Se le peripezie che Celoni ha messo in scena ne Il destino di Paperone sono un omaggio dichiarato a Barks, nella saga si avverte anche l’eco di altri autori. Nel lessico di Paperone, ad esempio. «Per dargli voce ho attinto dalle mie letture, soprattutto giovanili», spiega il fumettista, alla sua prima prova come sceneggiatore, oltre che disegnatore, di una storia per «Topolino». Tra le fonti di ispirazione cita Guido Martina (padre nobile del ricco filone delle parodie Disney), Giorgio Pezzin, Rodolfo Cimino. E, soprattutto, Romano Scarpa, autentico maestro che di Paperone è stato uno degli interpreti più originali e influenti (non solo in Italia). Tanto che la trama della saga di Celoni ha come punto di partenza proprio una storia scarpiana del 1960, Paperino e le lenticchie di Babilonia.

Barks, Scarpa, Cimino, Martina, Ziche, Cavazzano, Celoni. Ma anche l’americano Don Rosa, artefice della mastodontica (e amatissima) Saga di Paperon de’ Paperoni, biografia-epopea che ripercorre dall’inizio la vita dello zione. Gli autori che si sono cimentati con la figura del papero con la tuba sono tanti – troppi per elencarli tutti in queste righe – e ciascuno di loro ne ha dato una sua interpretazione, pur restando all’interno del solco disneyano. Un minimo comun denominatore, però, c’è. E non è l’avarizia, bensì, giura Celoni, l’«indistruttibile forza d’animo» di Paperone. Anche perché, precisa il fumettista, lo zione «non è avaro come si pensa»: «È capace di scommettere tutta la sua fortuna nel nome di un sogno».
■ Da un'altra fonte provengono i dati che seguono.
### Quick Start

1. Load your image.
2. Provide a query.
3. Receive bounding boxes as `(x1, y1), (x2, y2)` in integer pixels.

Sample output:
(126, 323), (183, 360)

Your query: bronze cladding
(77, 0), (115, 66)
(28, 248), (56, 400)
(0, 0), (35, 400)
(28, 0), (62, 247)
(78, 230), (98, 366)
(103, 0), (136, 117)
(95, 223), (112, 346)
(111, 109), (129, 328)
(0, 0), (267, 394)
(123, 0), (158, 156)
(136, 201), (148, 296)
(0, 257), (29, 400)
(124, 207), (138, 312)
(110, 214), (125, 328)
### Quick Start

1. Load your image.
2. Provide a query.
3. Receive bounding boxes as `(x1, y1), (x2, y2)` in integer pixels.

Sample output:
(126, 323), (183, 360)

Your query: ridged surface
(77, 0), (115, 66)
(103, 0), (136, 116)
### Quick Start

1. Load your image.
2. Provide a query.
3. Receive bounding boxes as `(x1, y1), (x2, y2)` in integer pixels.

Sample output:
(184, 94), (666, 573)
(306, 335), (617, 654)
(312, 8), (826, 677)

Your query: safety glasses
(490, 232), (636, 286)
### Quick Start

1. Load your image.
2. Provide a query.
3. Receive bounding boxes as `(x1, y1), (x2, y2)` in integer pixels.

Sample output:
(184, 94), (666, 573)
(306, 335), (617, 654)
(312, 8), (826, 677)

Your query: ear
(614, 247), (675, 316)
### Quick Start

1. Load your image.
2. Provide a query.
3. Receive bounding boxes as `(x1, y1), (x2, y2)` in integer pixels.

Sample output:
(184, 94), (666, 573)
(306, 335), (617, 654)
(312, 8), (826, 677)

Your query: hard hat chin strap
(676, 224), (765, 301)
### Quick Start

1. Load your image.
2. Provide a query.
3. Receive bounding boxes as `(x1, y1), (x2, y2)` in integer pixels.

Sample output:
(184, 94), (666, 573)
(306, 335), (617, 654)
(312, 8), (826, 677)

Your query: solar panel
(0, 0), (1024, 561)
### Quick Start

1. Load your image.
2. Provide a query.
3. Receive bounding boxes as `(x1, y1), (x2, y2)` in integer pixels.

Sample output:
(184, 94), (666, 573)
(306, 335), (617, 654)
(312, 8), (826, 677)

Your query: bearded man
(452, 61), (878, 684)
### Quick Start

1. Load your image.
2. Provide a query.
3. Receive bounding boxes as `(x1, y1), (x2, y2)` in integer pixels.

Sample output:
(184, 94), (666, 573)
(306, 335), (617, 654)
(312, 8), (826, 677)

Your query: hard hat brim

La verità è che Paperone non si lascia semplificare. «È complesso, sfaccettato – conferma Celoni – e ha dei lati che non rivela a tutti. Forse è proprio questo che fa di Paperone il personaggio più profondo, e più umano, del fumetto Disney. E non solo di quello». Lo pensava anche Dino Buzzati, che nel 1968 scrisse che la statura di Paperone e Paperino, «umanamente parlando», non è «inferiore a quella dei famosi personaggi di Molière, Goldoni, Balzac o Dickens». E probabilmente lo pensano anche gli oltre 200 mila aficionados che affollano i profili social della community Ventenni che piangono leggendo la saga di Paperon de’ Paperoni, nata nel 2013 e da allora in continua ascesa. Per lasciare un segno così profondo nell’immaginario collettivo non basta un deposito pieno di monete: ci vuole carattere. E quello, a Paperone, non manca. Ma cos’ha da insegnare ai ragazzini e alle ragazzine di oggi un plutocrate vecchio di 75 anni? «A credere nei propri sogni», risponde Celoni. «Valeva 75 anni fa e vale ancora oggi, nel 2022».